The simplest jobs that the Yothalot cluster can run, are the regular jobs. A regular job is nothing more than a single script or single executable that should be started somewhere on the Yothalot cluster. If you post a JSON encoded message to the regular "jobs" queue, the master node will pick up this message, and assigns the job to a node in the cluster that has the capacity to run it.

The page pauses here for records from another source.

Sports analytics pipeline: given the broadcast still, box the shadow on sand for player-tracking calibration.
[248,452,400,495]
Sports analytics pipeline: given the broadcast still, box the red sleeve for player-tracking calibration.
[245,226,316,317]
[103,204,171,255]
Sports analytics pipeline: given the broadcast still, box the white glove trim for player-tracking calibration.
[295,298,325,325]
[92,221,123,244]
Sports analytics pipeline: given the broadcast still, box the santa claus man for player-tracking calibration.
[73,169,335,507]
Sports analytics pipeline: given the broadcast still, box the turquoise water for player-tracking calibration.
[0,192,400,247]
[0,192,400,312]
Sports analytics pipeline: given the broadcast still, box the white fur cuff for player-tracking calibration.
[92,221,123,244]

The input for a regular job is JSON formatted, and looks like this:

{
    "executable":   "path/to/executable",
    "arguments": [ "extra", "command", "line", "arguments" ],
    "directory": "the working directory",
    "stdin": "data that should be sent to stdin",
    "server": "optional hostname of server that is best suited to run the job",
    "filename": "optional filename that is going to be processed",
    "location": "force",
    "exchange": "optional exchange name to publish results",
    "routingkey": "optional routing key for the results",
}

Many of the above properties are optional, only the name of the executable is required. The executable name holds the path to a program that must be installed on each of the servers in the Yothalot cluster (because you can never know on which server the job is going to be started). The pathname can either be an absolute pathname (like /usr/bin/ls), or the name of a program that can be found in the $PATH of the servers.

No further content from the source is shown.